Viejo conocido de A Coruña, había provocado que el club, en una situación similar años atrás, estuviera a punto de lograr una salvación milagrosa. Esa vez, por desgracia, no se pudo conseguir el objetivo, pero él, aún sabiendo que podría acabar igual que la anterior ocasión, decidió aceptar de nuevo el reto.
La ilusión se apoderó de la gente hasta el punto de que el Deportivo, con Luis César todavía al mando, se fue a Navidades con una victoria agónica en el último segundo contra el Tenerife que le permitía recortar a cinco puntos su distancia con la salvación. La llama se estaba avivando de nuevo.

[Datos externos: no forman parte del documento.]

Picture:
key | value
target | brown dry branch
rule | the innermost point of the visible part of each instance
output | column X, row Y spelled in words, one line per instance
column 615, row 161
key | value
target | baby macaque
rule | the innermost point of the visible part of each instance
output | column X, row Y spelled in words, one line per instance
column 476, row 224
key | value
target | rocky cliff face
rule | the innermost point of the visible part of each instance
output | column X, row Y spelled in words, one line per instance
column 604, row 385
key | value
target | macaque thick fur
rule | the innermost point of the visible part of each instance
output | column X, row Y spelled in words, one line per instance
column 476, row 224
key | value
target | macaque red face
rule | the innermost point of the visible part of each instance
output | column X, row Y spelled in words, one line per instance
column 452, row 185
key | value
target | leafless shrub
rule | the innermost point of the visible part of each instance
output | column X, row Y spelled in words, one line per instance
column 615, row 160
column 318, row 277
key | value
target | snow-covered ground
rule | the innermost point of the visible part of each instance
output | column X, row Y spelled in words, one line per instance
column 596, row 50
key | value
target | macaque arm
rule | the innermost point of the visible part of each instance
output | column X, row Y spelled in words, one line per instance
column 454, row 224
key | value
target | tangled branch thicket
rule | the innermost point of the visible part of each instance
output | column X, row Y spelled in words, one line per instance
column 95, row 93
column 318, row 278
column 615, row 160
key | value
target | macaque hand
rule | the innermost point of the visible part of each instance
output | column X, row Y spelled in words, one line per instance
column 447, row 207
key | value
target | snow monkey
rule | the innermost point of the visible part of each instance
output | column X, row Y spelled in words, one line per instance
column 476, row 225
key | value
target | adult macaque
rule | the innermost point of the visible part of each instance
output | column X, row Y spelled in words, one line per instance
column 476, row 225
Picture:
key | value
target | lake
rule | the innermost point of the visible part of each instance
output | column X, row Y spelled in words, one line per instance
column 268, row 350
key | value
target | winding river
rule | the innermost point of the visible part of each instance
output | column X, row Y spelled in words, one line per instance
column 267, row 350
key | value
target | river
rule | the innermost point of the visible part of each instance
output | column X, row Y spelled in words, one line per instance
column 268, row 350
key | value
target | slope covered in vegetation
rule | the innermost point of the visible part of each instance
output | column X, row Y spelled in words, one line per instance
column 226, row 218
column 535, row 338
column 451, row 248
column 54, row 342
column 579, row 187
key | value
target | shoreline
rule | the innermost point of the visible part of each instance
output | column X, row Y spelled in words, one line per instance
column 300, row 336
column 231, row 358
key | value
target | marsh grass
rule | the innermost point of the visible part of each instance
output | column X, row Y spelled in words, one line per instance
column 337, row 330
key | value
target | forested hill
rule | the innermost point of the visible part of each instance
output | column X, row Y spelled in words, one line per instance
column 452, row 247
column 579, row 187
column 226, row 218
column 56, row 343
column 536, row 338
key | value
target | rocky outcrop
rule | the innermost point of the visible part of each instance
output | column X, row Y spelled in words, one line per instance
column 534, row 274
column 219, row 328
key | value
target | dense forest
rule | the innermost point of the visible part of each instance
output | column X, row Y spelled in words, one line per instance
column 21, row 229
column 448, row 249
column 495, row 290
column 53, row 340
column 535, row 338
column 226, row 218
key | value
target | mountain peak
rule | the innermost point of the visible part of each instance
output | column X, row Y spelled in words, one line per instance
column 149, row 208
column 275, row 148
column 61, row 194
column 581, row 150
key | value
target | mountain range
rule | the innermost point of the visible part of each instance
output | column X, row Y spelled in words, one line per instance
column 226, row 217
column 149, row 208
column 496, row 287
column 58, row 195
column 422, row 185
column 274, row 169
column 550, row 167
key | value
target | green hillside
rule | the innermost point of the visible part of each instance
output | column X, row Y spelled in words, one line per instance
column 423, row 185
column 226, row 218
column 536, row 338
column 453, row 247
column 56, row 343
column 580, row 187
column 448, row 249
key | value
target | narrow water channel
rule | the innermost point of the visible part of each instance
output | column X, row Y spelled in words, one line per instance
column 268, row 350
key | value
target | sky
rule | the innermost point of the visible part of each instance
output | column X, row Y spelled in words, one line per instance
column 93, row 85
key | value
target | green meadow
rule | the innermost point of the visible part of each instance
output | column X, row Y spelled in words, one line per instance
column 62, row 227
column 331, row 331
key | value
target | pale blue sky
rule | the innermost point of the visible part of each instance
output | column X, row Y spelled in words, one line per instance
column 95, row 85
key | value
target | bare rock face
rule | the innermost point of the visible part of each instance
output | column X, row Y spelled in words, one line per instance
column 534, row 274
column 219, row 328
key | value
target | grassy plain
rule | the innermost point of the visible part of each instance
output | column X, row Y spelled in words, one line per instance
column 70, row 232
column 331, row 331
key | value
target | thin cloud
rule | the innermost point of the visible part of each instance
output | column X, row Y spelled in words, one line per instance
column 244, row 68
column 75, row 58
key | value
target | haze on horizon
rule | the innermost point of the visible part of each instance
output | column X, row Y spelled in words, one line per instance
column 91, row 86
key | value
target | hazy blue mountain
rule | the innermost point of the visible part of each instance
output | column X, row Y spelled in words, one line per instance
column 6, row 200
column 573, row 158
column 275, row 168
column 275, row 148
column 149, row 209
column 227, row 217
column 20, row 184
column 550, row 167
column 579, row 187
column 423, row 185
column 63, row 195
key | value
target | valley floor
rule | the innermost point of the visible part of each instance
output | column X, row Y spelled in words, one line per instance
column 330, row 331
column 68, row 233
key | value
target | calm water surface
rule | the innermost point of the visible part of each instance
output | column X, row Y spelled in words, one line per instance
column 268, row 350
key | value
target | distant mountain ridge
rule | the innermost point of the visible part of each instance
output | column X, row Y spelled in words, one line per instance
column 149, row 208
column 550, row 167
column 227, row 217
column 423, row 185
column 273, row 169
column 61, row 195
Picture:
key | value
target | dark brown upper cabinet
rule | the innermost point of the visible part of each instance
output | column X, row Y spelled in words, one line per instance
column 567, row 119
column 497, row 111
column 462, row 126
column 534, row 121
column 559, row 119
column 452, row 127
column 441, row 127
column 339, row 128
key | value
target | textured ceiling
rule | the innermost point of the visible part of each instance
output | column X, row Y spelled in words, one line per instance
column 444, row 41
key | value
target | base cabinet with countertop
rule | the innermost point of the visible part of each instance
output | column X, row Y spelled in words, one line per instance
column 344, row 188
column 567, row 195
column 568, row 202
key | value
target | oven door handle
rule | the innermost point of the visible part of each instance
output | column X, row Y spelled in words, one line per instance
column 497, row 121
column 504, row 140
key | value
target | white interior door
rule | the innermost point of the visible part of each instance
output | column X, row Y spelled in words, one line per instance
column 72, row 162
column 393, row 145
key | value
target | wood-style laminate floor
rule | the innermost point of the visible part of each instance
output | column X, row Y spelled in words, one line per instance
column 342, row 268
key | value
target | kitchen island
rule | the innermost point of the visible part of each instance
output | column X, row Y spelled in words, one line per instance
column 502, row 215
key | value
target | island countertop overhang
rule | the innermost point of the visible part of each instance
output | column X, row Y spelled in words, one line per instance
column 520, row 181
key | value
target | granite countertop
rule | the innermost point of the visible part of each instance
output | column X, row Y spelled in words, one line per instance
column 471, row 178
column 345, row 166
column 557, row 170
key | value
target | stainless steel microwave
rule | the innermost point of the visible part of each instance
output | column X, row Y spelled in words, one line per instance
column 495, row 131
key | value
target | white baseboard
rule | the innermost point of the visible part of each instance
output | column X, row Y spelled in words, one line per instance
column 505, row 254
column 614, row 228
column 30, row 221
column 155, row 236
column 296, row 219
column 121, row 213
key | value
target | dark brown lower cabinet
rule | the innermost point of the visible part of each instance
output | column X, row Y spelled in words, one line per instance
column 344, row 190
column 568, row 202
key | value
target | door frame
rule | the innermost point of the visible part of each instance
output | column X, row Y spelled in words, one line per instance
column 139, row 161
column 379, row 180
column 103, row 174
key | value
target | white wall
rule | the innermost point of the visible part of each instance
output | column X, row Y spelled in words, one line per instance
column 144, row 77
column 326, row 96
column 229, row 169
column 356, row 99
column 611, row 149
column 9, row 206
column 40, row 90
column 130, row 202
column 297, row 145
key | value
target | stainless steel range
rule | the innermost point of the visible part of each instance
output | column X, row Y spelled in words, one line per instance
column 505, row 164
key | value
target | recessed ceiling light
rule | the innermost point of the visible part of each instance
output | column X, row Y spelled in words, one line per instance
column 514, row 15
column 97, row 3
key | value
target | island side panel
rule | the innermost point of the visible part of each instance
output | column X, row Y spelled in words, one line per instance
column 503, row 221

Tras la junta de accionistas, Armenteros, uno de los consejeros de Vidal, adquirió el mando del club. Se firmó el acuerdo con ABANCA y empezaron a llegar jugadores que, hace un mes, eran impensables para un club que era colista y estaba sumido en una profunda crisis económica, social y deportiva. Sabin Merino, Emre Çolak, Uche Agbo y Claude Beauvue se unieron a la entidad blanquiazul con un objetivo claro: obrar el segundo milagro, el deportivo.
La afición, rota meses atrás, se empezó a unir y los jugadores, ayudados por la buena dinámica de las últimas jornadas, se empezaron a contagiar de la felicidad de su gente. Los mismos futbolistas que habían llevado al club al punto más crítico de su historia eran prácticamente los mismos que ahora los estaban sacando del pozo. Parecían otro equipo. Estaban disfrutando de nuevo.
El efecto Vázquez surtió efecto. Una victoria en Numancia. Entradas agotadas ante Racing y Cádiz en Riazor. Dos victorias más. De estar a nueve puntos, completamente desahuciados, a lograr cuatro victorias consecutivas y meterse de lleno en la lucha por la salvación. El Deportivo estaba ahí, mucho antes de lo esperado, peleando por un objetivo que, a principio de año, era inconcebible. Riazor volvía a gritar con fuerza el “Sí se puede”. Riazor volvía a creer.
Hacía un mes, solo los locos creían que se podía. Hoy, solo los locos no lo creen. Porque pase lo que pase, algo ha cambiado. Los aficionados blanquiazules ven un equipo unido y comprometido, que va a luchar hasta el final y que cree que lo imposible, con la ayuda de todos, no es tan imposible. El Deportivo ya no es un buque a la deriva.
No sabemos cómo acabará esto. Esperemos que este sea el final feliz que A Coruña y Fernando Vázquez tanto se merecen. Porque a esta historia aún falta por escribir una última página. El colofón final a una temporada de película. La historia que espero contar.